Value for money across MiFID, IDD, UCITS and AIFMD
The political agreement goes further by introducing a horizontal value-for-money framework across retail investment products.
This cornerstone measure will require:
- product manufacturers and distributors to assess costs, performance and key product features against objective peer-group benchmarks
- supervisory benchmarks developed by EIOPA (for IDD products)
Products that fail to demonstrate adequate value will need to be reviewed, redesigned or withdrawn before being marketed to retail investors. This measure aims to curb excessive fees and encourage simpler, more transparent and competitively priced solutions, ultimately improving returns for end investors.

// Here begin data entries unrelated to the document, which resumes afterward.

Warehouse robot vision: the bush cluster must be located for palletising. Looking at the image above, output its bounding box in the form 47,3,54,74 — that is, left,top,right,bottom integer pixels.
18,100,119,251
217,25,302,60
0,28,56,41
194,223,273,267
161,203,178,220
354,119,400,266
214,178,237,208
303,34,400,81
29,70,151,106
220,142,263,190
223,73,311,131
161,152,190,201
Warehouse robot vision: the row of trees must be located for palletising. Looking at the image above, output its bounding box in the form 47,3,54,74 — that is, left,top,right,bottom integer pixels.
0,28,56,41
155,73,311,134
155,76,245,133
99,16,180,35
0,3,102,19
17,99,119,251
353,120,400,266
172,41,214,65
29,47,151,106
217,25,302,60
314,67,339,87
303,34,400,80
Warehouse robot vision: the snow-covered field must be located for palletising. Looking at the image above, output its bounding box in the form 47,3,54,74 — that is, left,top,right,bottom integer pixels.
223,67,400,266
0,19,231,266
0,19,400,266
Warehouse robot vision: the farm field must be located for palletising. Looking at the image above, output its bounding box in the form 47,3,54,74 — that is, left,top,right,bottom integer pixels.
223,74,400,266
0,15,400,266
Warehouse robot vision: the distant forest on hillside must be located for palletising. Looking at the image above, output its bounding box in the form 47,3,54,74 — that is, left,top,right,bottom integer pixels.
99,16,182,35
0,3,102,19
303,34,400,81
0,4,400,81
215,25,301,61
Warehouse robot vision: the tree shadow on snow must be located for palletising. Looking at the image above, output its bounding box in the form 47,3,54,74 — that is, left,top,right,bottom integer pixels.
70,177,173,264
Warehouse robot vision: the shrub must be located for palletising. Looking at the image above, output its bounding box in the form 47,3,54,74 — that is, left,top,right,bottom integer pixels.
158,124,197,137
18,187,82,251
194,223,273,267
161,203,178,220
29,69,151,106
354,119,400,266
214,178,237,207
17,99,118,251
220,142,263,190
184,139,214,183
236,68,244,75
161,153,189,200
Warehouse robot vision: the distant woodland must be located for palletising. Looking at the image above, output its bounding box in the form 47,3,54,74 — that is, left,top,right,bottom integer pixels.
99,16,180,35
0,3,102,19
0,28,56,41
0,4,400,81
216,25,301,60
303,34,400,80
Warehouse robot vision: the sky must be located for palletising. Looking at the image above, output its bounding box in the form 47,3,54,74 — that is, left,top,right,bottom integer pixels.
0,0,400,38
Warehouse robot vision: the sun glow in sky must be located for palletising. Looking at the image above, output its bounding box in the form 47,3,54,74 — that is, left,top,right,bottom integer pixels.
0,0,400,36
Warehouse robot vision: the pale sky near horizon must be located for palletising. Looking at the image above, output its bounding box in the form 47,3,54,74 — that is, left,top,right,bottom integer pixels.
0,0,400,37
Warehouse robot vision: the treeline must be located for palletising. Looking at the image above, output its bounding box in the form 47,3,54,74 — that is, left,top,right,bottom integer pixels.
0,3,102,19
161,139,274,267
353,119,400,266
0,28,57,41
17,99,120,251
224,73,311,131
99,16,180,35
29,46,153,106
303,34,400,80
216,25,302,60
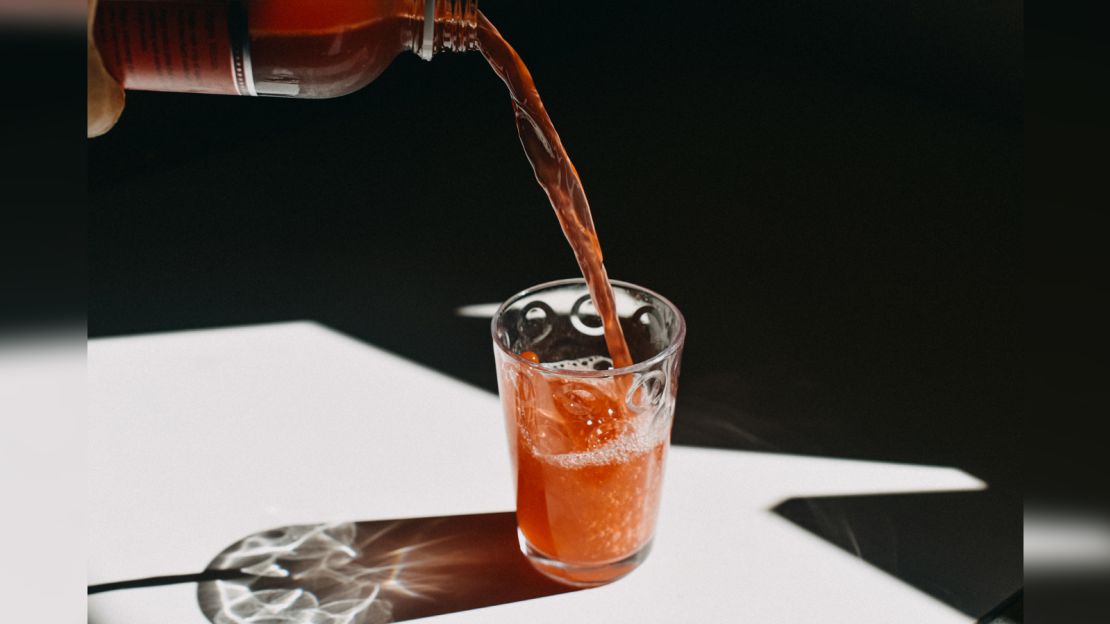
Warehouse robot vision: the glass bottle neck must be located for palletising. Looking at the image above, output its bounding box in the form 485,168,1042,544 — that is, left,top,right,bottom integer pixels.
412,0,478,61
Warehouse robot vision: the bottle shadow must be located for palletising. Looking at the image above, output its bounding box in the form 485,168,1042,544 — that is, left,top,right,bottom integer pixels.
196,512,575,624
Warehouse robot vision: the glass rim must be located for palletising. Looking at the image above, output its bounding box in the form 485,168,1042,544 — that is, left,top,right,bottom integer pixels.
490,278,686,379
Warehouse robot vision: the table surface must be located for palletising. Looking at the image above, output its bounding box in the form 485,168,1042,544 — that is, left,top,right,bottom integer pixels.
88,322,985,624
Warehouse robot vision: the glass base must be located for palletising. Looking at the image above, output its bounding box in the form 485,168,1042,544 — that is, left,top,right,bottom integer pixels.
516,529,653,587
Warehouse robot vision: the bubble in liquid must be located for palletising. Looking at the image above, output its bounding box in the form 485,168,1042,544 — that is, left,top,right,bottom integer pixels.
542,355,613,371
552,382,629,452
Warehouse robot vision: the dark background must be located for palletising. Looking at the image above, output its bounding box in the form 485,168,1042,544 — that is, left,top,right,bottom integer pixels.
88,0,1025,616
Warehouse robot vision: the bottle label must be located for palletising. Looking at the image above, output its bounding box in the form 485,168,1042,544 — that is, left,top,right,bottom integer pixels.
94,0,256,95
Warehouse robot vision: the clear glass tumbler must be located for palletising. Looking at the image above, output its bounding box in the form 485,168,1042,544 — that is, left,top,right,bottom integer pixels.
493,279,686,586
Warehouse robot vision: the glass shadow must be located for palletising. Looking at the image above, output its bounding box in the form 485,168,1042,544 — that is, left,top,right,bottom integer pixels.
196,512,576,624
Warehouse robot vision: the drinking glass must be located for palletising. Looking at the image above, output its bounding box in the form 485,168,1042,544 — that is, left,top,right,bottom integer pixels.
492,279,686,586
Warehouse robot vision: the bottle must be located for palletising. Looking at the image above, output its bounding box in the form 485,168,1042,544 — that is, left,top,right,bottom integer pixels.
93,0,478,98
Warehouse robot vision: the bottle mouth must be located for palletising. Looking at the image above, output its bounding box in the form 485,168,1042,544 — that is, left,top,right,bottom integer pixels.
413,0,478,61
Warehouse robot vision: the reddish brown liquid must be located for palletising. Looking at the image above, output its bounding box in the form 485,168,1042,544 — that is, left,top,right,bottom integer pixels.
478,13,633,369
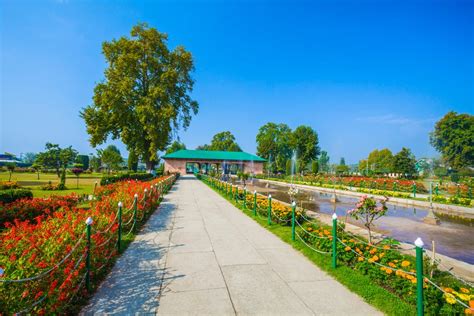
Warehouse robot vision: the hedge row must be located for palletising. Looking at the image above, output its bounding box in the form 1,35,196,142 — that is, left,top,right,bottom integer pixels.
0,189,33,203
100,173,153,185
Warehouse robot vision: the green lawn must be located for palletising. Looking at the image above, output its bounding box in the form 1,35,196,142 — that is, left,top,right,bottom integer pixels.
0,172,102,197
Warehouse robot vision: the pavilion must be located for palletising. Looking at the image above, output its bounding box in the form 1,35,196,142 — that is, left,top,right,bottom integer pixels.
162,149,266,174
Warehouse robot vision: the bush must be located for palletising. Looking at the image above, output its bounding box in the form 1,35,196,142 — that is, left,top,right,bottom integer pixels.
100,172,153,185
0,189,33,203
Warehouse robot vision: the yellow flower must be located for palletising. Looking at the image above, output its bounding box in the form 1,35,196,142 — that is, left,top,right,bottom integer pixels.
445,293,456,305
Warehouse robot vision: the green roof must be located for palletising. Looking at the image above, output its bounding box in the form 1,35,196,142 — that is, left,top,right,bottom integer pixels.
162,149,266,162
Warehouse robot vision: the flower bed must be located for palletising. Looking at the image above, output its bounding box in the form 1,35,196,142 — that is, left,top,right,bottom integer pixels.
0,177,174,315
203,177,474,315
0,194,79,229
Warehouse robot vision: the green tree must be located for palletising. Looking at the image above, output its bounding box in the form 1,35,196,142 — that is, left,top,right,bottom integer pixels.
286,159,292,176
166,141,186,155
319,150,329,172
31,162,41,180
76,155,89,171
368,148,393,174
291,125,320,172
256,122,292,172
5,162,16,181
81,24,199,170
393,147,416,177
311,160,319,174
430,112,474,170
23,152,36,165
89,155,102,172
127,150,138,172
208,131,242,151
36,143,77,189
97,145,123,173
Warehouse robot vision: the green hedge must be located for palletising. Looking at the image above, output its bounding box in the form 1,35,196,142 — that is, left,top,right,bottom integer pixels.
100,173,153,185
0,189,33,203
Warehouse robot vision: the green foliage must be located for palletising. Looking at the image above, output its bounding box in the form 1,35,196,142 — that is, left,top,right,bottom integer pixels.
97,145,123,173
285,159,292,176
127,150,138,172
319,150,329,172
430,112,474,169
201,131,242,151
311,160,319,174
256,122,291,172
291,125,320,172
364,148,394,174
100,172,153,185
393,147,416,177
76,155,89,170
166,141,186,155
36,143,77,186
81,24,199,170
0,189,33,203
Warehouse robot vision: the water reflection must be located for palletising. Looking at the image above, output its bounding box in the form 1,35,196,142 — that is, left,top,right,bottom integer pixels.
249,181,474,264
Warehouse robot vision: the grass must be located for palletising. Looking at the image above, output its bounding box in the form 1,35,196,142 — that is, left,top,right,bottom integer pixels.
204,182,416,315
0,172,102,197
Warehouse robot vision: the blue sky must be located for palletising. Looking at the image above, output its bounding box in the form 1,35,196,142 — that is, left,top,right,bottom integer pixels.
0,0,474,163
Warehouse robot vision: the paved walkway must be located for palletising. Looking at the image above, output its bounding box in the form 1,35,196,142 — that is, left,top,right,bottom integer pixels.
82,177,380,315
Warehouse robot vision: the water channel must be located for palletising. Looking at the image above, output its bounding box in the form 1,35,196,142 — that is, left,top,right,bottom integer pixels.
243,180,474,264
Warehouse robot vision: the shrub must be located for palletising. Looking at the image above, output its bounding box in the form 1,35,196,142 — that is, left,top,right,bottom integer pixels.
100,172,153,185
0,189,33,203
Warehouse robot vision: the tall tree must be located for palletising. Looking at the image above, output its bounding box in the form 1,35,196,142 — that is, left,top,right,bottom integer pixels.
393,147,416,177
97,145,123,173
35,143,77,188
76,155,89,170
256,122,291,172
166,141,186,154
430,112,474,169
291,125,320,172
368,148,393,174
81,24,198,170
319,150,329,172
209,131,242,151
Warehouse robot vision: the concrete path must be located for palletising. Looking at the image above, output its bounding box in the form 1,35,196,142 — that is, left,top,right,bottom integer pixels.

Inducements: stricter tests and transparency, with national flexibility maintained
Inducement regimes are overhauled through more restrictive tests and enhanced transparency on third-party payments. Annual disclosures will also need to show more clearly the cumulative impact of all costs and charges on net returns.
The compromise confirms the Council’s “inducement test”, which has been moved from Level 2 to Level 1 to ensure greater legal clarity and supervisory consistency.
Investor journey: advice clarity, light suitability test, and digitalisation
The agreement introduces several simplifications to improve the investor experience and align rules with evolving digital practices.
- Removal of the proposed new “best interest” test, replaced by a recital confirming firms’ existing duty to act honestly, fairly and professionally in clients’ best interests
- Extension of the light suitability test to well-diversified, non-complex and cost-efficient instruments, with fewer data requirements for clients
- Removal of portfolio depreciation notification rules, previously triggered by 10% value drops, to prevent panic selling in volatile markets
- A recital on digital transformation, recognising the opportunities and risks of online distribution and clarifying that advice may be provided either in person or online, with Level 2 acts to follow in order to ensure legal certainty
Reports, review and transposition
For ease of reference, you can access the European Parliament publication here: Deal on new measures to boost citizens’ investments in financial markets
- The agreed text is still provisional and will now need to be formally approved by both Parliament and the Council before it can be published in the Official Journal and enter into force.
- Technical work on follow-up measures and implementation details is expected to continue under the incoming Cyprus Presidency of the Council of the EU, which will run from 1 January to 30 June 2026.
- With an expected application date around 24 months after entry into force, the earliest realistic date for the new RIS rules to apply in practice would therefore be towards the end of 2028, giving firms a substantial (if busy) runway for implementation.
ABBL will continue to monitor the follow-up technical work closely and will provide its members with detailed technical analysis once the final legislative text and implementation roadmap are confirmed.